Industry Expansion Leads to Change
There has certainly been a boom during the last five years in oilfield trucking within the U.S. The strong who were a part of the expansion and serve niche industry requirements like oil country tubular goods (OCTG) and produced water will survive. It will be tough going for those who did not save and whose operating costs for special equipment, like pneumatic trailers, are high. Nevertheless, oilfield trucking has been, is, and will be for the coming decade a portion of the trucking industry that encourages investment risks and is 365 24/7.
And mergers and acquisitions within the industry are real and will continue. Several major transactions have been announced over the past year. Scores of regionally based, mom and pop carriers have undoubtedly gone belly up in this same time frame. Unfortunately, as an industry we have no way to empirically track information on the smaller carriers as there is no industry-wide group that specifically organizes or lobbies for oilfield trucking.
Solutions for a Sustainable Industry Environment
The question is sustainability. Sustainability for the oilfield trucking industry in coming years and up until the next boom will in part be measured by improved efficiencies in operating costs and its ability to plan for what the oil companies needs are in specific modes and geographies. So how can the industry create a sustainable model through the peaks and valleys?
Part of the solution is using proven supply chain processes that include technology, data and analytics, experienced oil and gas supply chain operations staff, and industry leading technology.

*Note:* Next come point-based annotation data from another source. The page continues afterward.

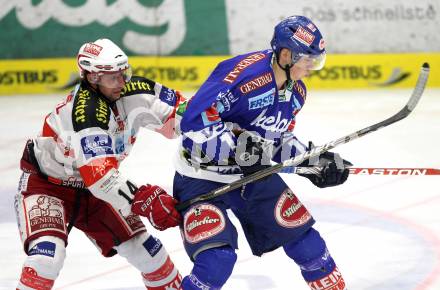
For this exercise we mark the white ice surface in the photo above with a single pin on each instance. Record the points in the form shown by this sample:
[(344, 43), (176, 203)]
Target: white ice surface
[(383, 231)]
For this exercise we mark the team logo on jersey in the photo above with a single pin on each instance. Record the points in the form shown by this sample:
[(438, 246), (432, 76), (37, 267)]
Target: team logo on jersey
[(271, 123), (93, 49), (96, 145), (152, 245), (303, 36), (210, 116), (242, 65), (225, 100), (262, 100), (79, 111), (134, 222), (289, 211), (43, 248), (256, 83), (334, 280), (203, 222)]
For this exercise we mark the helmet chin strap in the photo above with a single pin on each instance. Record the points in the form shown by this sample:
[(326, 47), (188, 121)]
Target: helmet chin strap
[(285, 68)]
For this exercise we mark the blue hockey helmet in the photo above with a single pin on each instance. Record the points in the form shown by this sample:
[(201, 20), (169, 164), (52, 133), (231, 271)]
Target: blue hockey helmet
[(301, 36)]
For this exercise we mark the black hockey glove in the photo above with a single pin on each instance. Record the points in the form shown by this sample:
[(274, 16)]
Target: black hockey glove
[(333, 169), (250, 155)]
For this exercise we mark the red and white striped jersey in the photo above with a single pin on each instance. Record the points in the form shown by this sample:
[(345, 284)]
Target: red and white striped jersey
[(85, 138)]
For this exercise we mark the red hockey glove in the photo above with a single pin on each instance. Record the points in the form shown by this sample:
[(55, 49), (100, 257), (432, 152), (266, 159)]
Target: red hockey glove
[(152, 202)]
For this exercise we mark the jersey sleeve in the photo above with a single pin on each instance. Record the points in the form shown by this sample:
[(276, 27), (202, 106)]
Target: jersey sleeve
[(154, 106)]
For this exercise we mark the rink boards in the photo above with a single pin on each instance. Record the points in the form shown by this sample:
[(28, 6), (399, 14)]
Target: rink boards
[(342, 71)]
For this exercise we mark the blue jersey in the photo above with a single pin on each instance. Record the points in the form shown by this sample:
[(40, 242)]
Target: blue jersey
[(240, 95)]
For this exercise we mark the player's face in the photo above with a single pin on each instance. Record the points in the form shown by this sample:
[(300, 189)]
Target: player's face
[(111, 84), (305, 65)]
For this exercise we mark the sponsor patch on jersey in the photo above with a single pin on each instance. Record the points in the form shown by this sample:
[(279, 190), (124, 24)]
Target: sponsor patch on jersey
[(44, 213), (242, 65), (226, 99), (203, 222), (167, 96), (96, 145), (210, 116), (256, 83), (152, 245), (289, 211), (43, 248), (262, 100), (303, 36)]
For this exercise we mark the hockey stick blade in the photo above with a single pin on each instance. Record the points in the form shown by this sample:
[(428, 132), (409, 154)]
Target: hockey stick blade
[(316, 151)]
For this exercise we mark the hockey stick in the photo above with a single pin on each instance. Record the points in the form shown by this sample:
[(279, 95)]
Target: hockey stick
[(316, 151), (367, 171)]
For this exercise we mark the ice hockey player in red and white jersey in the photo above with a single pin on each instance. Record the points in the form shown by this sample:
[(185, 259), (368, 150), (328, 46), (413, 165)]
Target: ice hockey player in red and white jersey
[(70, 173)]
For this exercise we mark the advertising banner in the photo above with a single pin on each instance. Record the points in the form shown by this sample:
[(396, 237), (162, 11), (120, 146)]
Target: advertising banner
[(342, 71)]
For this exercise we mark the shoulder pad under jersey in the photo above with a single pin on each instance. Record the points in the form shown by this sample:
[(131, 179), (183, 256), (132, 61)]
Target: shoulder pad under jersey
[(89, 110), (300, 87), (138, 85)]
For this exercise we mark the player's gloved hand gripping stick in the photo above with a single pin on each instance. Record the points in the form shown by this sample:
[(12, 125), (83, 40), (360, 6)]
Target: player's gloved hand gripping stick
[(319, 150)]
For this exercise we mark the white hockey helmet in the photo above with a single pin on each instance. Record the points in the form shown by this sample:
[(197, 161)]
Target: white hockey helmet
[(102, 57)]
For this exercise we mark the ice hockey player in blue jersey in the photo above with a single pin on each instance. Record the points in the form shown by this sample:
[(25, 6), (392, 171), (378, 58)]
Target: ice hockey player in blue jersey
[(240, 119)]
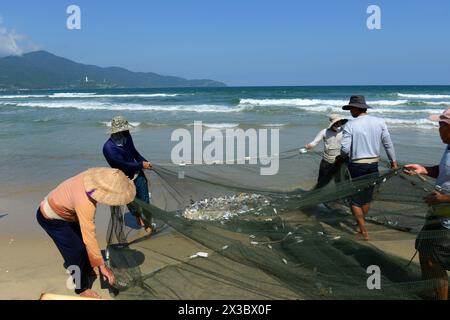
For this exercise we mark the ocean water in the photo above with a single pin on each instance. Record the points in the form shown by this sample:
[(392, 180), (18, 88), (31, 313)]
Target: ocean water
[(48, 135)]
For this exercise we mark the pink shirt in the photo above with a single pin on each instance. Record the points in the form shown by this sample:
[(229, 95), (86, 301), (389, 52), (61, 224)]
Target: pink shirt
[(70, 201)]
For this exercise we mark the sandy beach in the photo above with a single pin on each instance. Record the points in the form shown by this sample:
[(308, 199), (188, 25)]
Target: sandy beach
[(31, 264)]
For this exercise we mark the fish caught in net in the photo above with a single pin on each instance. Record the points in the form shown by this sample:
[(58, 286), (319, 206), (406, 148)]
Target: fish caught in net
[(226, 232)]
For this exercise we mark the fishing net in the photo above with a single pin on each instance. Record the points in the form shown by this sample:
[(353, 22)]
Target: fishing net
[(226, 232)]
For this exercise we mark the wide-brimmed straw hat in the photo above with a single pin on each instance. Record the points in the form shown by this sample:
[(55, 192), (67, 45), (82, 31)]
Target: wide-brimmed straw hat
[(444, 117), (109, 186), (357, 102), (336, 118), (120, 124)]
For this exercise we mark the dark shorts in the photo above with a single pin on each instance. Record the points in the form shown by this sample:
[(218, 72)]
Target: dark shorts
[(141, 184), (434, 241), (69, 241), (357, 170), (327, 172)]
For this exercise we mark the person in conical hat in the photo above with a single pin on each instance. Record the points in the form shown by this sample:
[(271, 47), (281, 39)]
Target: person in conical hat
[(120, 153), (67, 214), (331, 137), (433, 241)]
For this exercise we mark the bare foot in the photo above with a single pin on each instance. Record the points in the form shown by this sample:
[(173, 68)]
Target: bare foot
[(89, 293)]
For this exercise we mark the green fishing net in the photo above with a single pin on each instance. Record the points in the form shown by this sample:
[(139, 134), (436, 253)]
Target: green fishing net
[(268, 237)]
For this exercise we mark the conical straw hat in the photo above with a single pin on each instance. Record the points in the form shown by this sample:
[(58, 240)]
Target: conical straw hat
[(109, 186)]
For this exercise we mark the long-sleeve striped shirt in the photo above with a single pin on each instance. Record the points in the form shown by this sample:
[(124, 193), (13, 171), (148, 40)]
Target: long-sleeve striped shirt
[(363, 136)]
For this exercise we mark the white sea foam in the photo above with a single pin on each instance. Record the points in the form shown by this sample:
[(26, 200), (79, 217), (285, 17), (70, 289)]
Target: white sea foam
[(419, 123), (423, 96), (221, 125), (80, 95), (94, 95), (274, 125), (108, 123), (95, 105), (22, 96), (72, 95), (313, 102)]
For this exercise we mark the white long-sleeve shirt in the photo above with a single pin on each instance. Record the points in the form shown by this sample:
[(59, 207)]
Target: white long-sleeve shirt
[(331, 144), (363, 136)]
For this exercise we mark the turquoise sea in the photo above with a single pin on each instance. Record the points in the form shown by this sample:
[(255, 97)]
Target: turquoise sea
[(47, 134)]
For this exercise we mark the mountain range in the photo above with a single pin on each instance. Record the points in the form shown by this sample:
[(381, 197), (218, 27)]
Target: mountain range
[(44, 70)]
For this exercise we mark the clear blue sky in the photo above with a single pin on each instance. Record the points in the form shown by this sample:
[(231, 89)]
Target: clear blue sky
[(248, 42)]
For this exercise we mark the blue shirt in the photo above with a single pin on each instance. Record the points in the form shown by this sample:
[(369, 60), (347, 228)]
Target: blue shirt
[(125, 158), (363, 136), (443, 179)]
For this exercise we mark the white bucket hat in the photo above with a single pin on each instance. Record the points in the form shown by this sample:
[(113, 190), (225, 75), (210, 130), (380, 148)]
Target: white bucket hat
[(109, 186), (120, 124), (336, 118)]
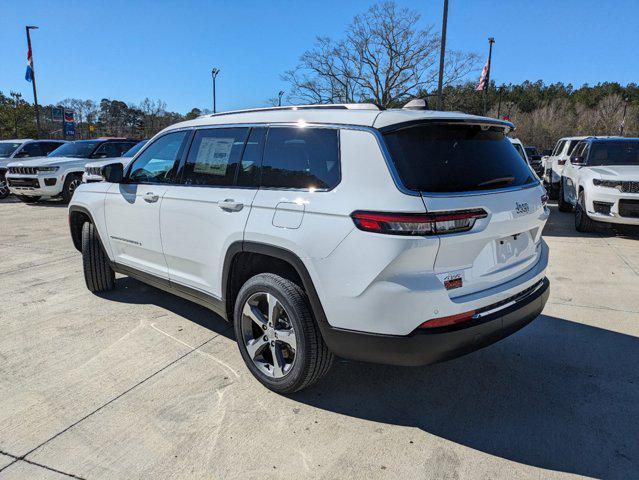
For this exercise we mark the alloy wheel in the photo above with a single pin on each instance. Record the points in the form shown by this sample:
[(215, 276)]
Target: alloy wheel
[(73, 184), (268, 335)]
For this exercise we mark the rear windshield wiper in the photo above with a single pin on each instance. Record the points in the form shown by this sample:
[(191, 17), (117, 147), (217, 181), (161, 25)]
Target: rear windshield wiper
[(496, 181)]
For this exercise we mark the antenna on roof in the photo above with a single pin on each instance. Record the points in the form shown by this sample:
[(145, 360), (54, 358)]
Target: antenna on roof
[(416, 104)]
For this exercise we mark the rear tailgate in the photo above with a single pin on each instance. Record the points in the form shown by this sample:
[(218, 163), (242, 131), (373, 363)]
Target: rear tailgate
[(499, 248), (472, 166)]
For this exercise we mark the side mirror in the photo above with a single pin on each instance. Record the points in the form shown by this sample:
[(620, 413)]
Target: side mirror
[(577, 161), (113, 172)]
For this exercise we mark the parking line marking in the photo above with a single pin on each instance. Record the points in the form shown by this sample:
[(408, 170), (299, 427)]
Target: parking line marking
[(117, 397), (231, 369)]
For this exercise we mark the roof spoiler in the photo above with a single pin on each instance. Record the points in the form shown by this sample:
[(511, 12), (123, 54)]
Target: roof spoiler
[(416, 104)]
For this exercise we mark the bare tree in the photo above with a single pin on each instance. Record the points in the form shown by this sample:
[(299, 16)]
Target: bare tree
[(384, 58)]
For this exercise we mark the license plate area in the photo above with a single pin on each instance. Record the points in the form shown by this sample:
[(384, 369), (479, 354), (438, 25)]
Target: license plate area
[(512, 248)]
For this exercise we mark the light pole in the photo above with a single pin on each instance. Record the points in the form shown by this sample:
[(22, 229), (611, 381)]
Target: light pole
[(214, 73), (491, 40), (623, 118), (30, 60), (442, 53)]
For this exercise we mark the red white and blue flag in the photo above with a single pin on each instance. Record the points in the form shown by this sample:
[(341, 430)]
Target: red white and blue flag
[(483, 79), (29, 75)]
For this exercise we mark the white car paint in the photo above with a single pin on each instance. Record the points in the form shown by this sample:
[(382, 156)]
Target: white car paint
[(367, 282), (93, 170), (47, 169), (47, 175), (554, 163), (588, 178)]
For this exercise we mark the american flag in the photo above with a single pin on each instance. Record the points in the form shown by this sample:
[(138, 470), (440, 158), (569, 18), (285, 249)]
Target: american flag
[(483, 79), (29, 75)]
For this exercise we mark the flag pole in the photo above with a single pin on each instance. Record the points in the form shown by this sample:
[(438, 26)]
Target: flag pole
[(491, 40), (442, 53), (35, 93)]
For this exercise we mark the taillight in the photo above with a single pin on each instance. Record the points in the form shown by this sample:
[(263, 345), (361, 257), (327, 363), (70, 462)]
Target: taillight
[(417, 223), (447, 321)]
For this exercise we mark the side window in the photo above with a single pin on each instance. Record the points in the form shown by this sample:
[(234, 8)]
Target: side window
[(107, 150), (578, 149), (214, 156), (248, 174), (48, 147), (159, 161), (571, 146), (122, 147), (31, 150), (296, 157)]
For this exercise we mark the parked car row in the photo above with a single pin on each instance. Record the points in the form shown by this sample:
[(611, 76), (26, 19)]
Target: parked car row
[(45, 169), (600, 182), (402, 236), (22, 148)]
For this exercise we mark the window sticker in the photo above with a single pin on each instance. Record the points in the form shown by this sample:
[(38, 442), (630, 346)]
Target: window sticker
[(213, 156)]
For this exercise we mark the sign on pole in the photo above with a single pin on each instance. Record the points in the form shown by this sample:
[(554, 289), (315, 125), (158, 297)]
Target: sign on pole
[(69, 123), (57, 114), (69, 129)]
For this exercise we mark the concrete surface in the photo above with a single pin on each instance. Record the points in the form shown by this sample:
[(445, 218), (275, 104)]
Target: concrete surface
[(140, 384)]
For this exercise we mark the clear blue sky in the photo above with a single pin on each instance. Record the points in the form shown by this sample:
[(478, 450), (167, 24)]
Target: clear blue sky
[(130, 50)]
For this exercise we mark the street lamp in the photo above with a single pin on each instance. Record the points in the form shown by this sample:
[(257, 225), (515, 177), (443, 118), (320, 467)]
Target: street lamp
[(32, 76), (214, 73), (442, 53)]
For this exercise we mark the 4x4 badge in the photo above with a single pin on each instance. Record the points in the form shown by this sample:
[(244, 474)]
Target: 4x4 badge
[(522, 208)]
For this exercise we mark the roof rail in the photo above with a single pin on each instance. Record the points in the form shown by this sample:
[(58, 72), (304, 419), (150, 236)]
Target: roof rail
[(321, 106)]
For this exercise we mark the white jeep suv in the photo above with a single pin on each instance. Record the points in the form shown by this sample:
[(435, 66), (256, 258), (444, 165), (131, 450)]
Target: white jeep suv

And implementing and executing a supply chain operating model that will assist the oil and gas industry with a path toward sustainability is the way forward that will allow the giants and the mom and pops to ensure compliance to safety, and economic requirements, while further integrating all to a common goal of better operating and safety standards.
An efficient supply chain network is of the elements that can support a sustainable model by working with leaders and the trucking companies that have supported the industry for many years.
Can you think of other possible solutions for a sustainable oil and gas industry environment?